Muitas vezes, pais e encarregados de educação sentem-se pouco confiantes ou acreditam que não têm “jeito para contar histórias”. Mas a verdade é que não é preciso ser ator ou professor para ter impacto. O que realmente importa é a presença, a atenção e o envolvimento. Mesmo uma leitura simples, feita com interesse, pode deixar uma marca profunda. Além disso, envolver a criança no processo — deixá-la escolher o livro, comentar a história, fazer perguntas — transforma a leitura num diálogo, e não num monólogo.

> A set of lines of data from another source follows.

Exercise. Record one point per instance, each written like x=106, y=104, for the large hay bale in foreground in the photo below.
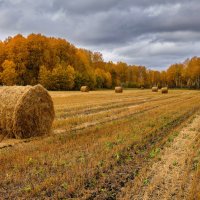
x=118, y=89
x=154, y=89
x=164, y=90
x=25, y=111
x=85, y=89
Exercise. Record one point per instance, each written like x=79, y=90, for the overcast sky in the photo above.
x=154, y=33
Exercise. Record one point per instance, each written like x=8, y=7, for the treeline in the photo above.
x=58, y=65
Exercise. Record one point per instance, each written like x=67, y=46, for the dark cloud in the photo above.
x=152, y=33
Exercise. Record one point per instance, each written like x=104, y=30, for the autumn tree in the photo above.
x=9, y=74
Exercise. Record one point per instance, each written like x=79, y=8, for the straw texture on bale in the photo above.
x=85, y=89
x=164, y=90
x=25, y=111
x=154, y=89
x=118, y=89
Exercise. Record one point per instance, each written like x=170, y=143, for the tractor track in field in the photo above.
x=7, y=143
x=114, y=180
x=169, y=178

Outro aspeto importante é a consistência. Não é preciso ler durante longos períodos de tempo. Bastam 10 a 15 minutos por dia, com regularidade, para fazer a diferença. Pode ser antes de dormir, num momento calmo ao fim da tarde ou até durante uma viagem de carro, com audiolivros. O importante é que a leitura esteja presente na rotina familiar, como algo prazeroso e acessível.

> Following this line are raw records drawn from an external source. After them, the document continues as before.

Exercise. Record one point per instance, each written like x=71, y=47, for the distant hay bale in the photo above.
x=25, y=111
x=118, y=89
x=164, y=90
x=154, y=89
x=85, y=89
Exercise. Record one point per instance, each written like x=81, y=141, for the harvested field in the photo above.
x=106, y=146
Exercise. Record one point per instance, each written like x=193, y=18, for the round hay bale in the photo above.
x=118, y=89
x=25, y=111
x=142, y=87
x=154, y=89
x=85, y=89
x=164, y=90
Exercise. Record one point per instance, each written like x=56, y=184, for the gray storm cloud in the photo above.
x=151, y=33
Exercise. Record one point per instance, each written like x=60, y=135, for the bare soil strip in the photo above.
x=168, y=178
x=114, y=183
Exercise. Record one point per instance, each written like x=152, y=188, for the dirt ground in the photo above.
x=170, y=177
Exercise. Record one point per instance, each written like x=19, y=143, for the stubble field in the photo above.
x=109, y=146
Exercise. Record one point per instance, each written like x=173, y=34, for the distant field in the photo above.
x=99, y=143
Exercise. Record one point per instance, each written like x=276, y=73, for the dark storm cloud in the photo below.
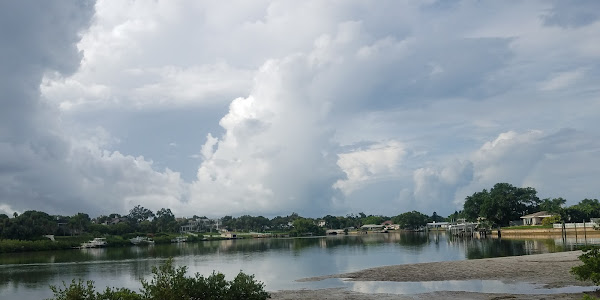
x=36, y=37
x=575, y=13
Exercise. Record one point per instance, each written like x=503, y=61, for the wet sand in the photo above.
x=551, y=270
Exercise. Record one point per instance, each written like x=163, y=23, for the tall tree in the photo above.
x=411, y=220
x=503, y=203
x=139, y=214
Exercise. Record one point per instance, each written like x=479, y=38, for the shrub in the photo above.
x=590, y=270
x=170, y=283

É curioso observar como, nos dias de hoje, onde tantas famílias vivem em ambientes urbanos e acelerados, o simples ato de parar para ler uma história pode ser visto quase como um gesto contracorrente. Um tempo em que se desacelera, se escutam palavras com calma, se alimenta a imaginação. Um tempo sem notificações, sem interrupções digitais, onde o que importa é a partilha.

Há também benefícios para os adultos. Ler em voz alta convida-nos a parar, a ouvir, a observar reações, a entrar noutra realidade. Para muitos pais, é um momento de reconexão com a infância — com os livros que os marcaram, com o prazer da narrativa, com o poder transformador das palavras. É uma oportunidade de ensinar, sim, mas também de aprender.

Em suma, a leitura em voz alta é um gesto pequeno com um impacto profundo. Contribui para o desenvolvimento da linguagem, para a construção de vínculos afetivos, para o sucesso escolar e para a formação de leitores críticos e sensíveis. Mas mais do que tudo, é um momento de encontro. Um encontro entre histórias e pessoas, entre palavras e emoções, entre o agora e o que ficará para sempre.

Ler em voz alta é um presente. Um daqueles que não custa nada — mas vale tudo.